— Диодор, отводи своих людей от брода. Пока отдыхайте. Поедете вместе со мной через час.
Все кивнули.
Киний сказал:
— Это его последний бросок. Будет битва. Он сумел уйти — и мы знаем, что он идет быстро. — Киний огляделся. — Нужно выиграть гонку к броду.
Филокл положил руку ему на плечо.
— Хватит приказов, — сказал он. — Увидимся у брода.
Новости Киния только подтвердили то, что царь уже знал.
Матракс был резок.
— Может, брод. Может, не брод. — Он сделал жест рукой. — Нельзя позволить ему уйти — идти на юг, идти к Ольвии.
Царь словно постарел на пять лет.
— Мы переведем саков через реку, — сказал он. — Мы пойдем за ним, будем бить по тылам, затруднять переход.
Киний глубоко вдохнул.
— Он вышел на три часа раньше нас. И будет идти всю ночь. Вы не догоните его до утра. Если я прав, он перейдет реку. — Он пригладил волосы рукой. — Наше войско меньше. И мы хотим его разделить?
Царь покачал головой.
— Наше войско быстрей.
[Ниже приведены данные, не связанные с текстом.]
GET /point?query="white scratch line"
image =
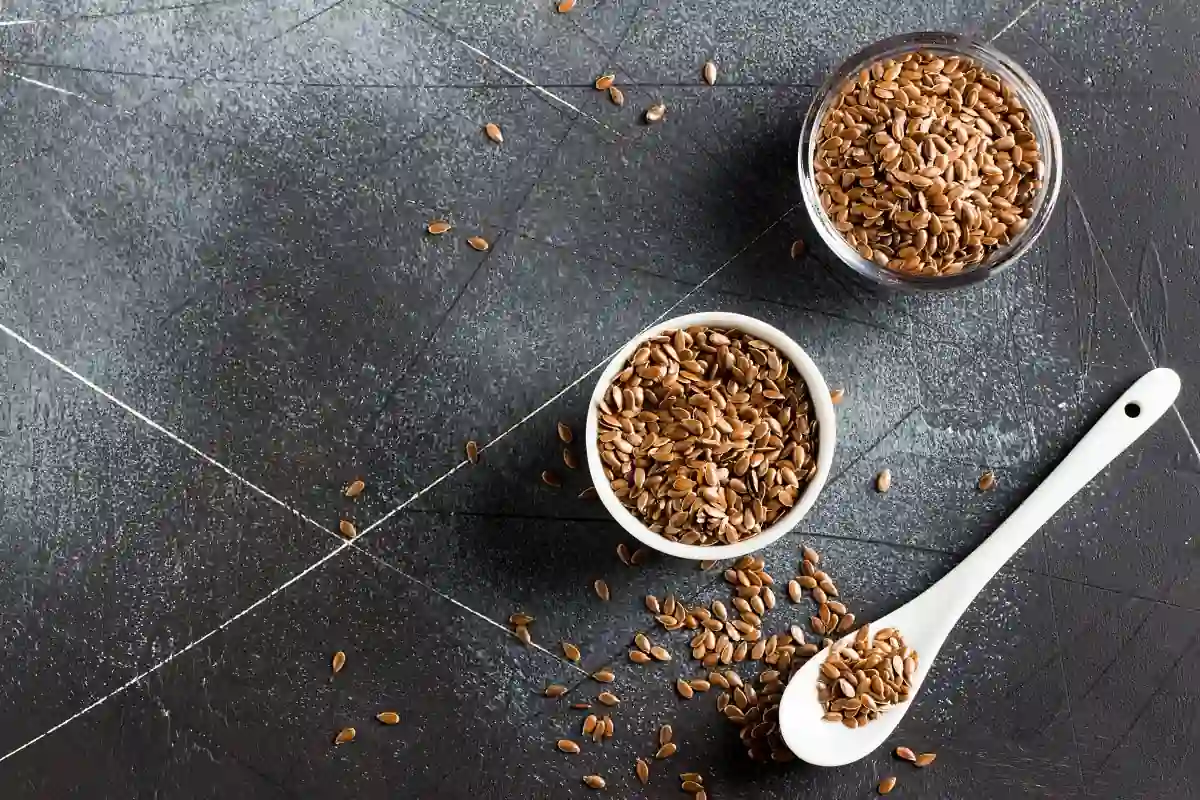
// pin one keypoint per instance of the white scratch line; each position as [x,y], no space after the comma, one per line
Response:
[46,85]
[1133,318]
[1015,19]
[166,661]
[581,378]
[171,434]
[541,90]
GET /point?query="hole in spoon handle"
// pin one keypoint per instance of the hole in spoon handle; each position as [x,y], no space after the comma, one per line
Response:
[1117,428]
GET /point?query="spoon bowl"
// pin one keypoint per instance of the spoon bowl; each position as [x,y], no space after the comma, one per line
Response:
[928,619]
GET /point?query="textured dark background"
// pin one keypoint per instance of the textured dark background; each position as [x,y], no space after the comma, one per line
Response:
[214,211]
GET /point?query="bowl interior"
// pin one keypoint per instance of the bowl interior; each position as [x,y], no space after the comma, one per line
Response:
[822,408]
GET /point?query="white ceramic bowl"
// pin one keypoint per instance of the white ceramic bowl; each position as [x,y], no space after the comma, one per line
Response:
[822,407]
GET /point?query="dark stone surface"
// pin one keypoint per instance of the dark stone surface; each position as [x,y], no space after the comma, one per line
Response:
[214,211]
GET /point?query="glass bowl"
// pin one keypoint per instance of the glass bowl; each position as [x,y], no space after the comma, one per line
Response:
[1043,122]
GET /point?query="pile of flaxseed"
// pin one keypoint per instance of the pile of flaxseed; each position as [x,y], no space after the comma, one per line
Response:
[707,435]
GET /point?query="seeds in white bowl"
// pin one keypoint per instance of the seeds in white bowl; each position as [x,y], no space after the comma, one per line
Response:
[707,435]
[928,163]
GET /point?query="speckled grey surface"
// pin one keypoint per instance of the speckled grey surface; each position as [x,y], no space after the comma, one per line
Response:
[214,212]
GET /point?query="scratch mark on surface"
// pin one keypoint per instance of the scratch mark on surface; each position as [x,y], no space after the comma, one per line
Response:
[41,84]
[1133,318]
[1015,19]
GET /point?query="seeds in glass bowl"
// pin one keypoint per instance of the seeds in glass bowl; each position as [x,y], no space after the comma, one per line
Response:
[707,435]
[928,163]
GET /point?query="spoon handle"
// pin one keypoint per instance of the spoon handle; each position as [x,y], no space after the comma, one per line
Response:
[1125,421]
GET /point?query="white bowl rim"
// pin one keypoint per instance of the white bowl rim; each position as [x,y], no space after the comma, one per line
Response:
[822,407]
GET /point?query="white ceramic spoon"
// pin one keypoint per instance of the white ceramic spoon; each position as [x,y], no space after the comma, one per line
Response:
[927,620]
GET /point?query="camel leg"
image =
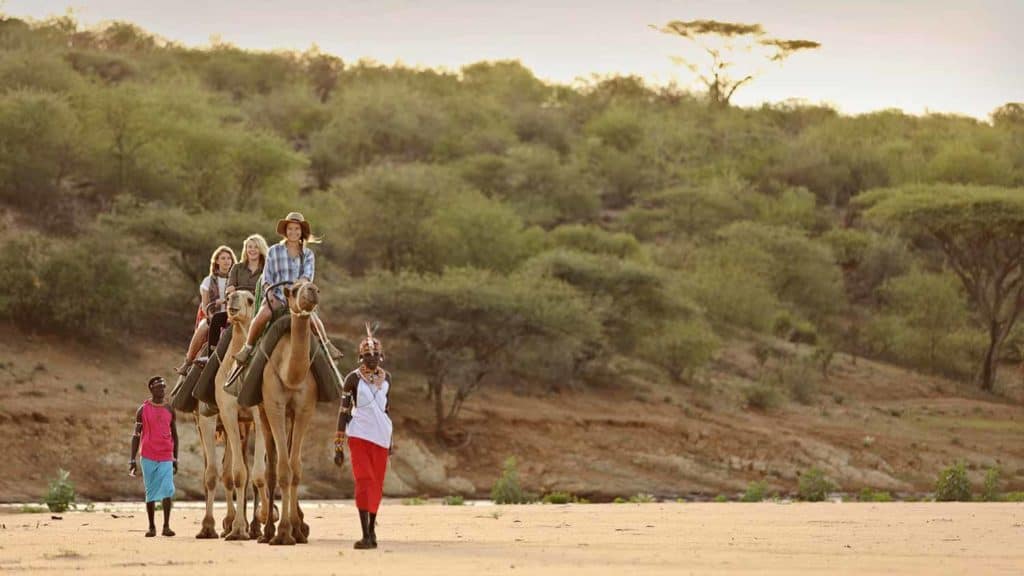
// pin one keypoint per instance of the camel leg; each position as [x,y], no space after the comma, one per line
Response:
[302,419]
[207,427]
[237,475]
[266,476]
[253,449]
[302,522]
[225,479]
[275,415]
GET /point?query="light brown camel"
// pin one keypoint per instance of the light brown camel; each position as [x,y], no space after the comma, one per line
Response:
[236,421]
[289,404]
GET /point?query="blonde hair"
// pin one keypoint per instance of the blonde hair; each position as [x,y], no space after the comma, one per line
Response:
[261,247]
[216,253]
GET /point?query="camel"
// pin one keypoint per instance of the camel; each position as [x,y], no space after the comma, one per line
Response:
[236,421]
[289,404]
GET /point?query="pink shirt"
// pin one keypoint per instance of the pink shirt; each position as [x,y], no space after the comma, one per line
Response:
[157,442]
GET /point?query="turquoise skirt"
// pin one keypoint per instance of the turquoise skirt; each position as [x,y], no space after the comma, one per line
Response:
[159,480]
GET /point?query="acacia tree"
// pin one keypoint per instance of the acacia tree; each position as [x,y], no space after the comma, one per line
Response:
[981,232]
[721,40]
[469,324]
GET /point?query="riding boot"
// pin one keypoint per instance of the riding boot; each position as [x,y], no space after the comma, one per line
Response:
[243,356]
[333,351]
[364,522]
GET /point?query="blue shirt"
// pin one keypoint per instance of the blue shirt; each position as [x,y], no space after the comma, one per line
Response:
[281,268]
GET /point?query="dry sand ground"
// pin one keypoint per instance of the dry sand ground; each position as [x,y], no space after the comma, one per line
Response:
[638,539]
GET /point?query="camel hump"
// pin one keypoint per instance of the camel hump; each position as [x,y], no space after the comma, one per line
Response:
[251,393]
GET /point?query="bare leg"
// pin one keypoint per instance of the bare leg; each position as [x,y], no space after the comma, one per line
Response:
[257,325]
[266,476]
[206,427]
[302,419]
[167,518]
[199,338]
[225,479]
[239,475]
[276,417]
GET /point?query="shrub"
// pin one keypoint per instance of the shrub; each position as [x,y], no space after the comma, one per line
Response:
[952,485]
[755,492]
[762,397]
[990,491]
[61,493]
[801,378]
[683,347]
[558,498]
[868,495]
[507,490]
[814,486]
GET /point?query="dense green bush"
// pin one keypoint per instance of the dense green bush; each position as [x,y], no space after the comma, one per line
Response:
[88,288]
[756,492]
[952,485]
[682,348]
[507,489]
[992,489]
[60,494]
[814,486]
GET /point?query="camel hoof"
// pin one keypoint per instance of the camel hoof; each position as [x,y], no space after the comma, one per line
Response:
[207,533]
[283,539]
[267,535]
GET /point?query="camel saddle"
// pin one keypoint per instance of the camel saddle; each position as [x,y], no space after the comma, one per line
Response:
[251,385]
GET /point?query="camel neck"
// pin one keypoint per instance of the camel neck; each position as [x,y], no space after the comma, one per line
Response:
[298,362]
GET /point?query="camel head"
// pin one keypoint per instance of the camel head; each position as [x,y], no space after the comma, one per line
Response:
[302,297]
[241,306]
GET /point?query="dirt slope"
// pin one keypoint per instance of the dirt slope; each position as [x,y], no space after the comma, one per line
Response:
[72,405]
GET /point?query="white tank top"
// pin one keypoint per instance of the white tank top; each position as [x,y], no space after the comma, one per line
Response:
[370,421]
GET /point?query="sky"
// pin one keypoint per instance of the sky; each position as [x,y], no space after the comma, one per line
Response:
[920,55]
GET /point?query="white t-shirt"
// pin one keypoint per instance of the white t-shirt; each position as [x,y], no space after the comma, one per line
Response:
[221,285]
[370,421]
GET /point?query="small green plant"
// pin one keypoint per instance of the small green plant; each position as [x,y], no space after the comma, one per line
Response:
[558,498]
[61,493]
[952,485]
[990,491]
[507,490]
[814,486]
[755,492]
[868,495]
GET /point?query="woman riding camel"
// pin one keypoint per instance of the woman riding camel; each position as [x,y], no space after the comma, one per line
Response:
[289,260]
[247,273]
[213,293]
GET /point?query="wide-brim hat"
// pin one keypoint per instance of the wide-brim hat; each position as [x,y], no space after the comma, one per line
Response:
[297,218]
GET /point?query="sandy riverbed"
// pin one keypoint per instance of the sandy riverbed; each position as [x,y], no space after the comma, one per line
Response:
[670,538]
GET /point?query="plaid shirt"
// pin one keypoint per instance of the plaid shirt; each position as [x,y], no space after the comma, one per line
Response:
[280,268]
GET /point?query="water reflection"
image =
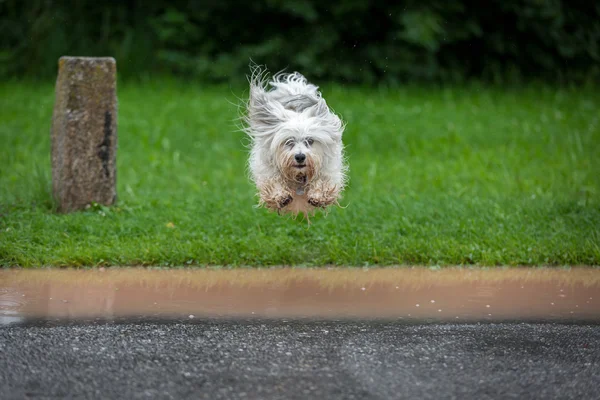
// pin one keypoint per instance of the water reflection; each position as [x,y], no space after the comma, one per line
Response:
[447,294]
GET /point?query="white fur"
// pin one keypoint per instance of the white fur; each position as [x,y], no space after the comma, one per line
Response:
[287,116]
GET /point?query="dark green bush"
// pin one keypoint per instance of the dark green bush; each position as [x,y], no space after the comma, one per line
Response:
[350,41]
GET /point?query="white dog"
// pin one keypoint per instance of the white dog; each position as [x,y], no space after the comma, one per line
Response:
[296,159]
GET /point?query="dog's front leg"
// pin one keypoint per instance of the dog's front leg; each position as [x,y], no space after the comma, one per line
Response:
[274,195]
[322,194]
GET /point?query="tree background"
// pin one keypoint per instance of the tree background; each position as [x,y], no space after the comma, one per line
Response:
[354,41]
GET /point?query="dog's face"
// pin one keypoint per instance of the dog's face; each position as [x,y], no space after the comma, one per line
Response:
[298,154]
[292,128]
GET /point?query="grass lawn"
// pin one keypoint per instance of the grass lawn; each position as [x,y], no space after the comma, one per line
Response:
[438,176]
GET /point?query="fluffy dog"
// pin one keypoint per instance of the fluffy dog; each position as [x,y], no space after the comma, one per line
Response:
[296,157]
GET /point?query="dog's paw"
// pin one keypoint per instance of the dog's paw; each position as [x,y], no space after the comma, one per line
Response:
[322,195]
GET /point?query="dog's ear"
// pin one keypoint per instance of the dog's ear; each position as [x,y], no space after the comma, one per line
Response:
[264,116]
[327,119]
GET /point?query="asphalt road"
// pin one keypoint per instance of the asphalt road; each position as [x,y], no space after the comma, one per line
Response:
[300,359]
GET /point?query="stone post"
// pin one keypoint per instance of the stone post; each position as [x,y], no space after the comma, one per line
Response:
[84,133]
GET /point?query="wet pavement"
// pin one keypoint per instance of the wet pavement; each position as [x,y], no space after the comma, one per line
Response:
[300,333]
[418,294]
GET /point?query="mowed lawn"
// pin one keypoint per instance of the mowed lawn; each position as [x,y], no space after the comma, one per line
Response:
[438,176]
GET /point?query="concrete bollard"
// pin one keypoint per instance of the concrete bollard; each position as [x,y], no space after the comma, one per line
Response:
[84,133]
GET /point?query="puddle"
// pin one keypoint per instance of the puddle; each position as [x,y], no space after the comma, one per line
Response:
[449,294]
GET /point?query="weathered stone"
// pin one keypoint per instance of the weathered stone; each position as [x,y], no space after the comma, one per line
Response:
[84,133]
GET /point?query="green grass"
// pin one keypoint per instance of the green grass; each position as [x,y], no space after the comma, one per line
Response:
[438,176]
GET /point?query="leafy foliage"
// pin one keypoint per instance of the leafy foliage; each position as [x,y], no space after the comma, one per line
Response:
[351,41]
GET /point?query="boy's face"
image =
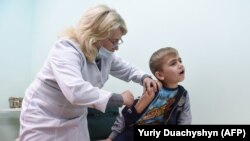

Мы следим за всеми шагами Зоприона и вступим в бой.
Киний покачал головой.
— Он может вынудить вас принять бой в степи, а я буду далеко и не смогу помочь.
У Матракса было напряженное лицо. Он быстро заговорил. Царь переводил:
— У нас нет выбора. Если он раньше нас доберется до Ольвии, мы проиграли.
Киний видел, что саки уже приняли решение. Они устали — устали все, и на разговоры не было времени. Он подумал о поле битвы, которое видел только во сне. Подумал о царе — своем друге и сопернике. Он уедет и оставит его.
Теперь он знал, что самое важное. После недолгого колебания он сказал:
— Оставьте мне клан — я не смогу удержать брод только с греками.
Теперь он больше всего боялся, что подумают ольвийцы, обнаружив, что им одним придется сдерживать натиск всего войска македонцев.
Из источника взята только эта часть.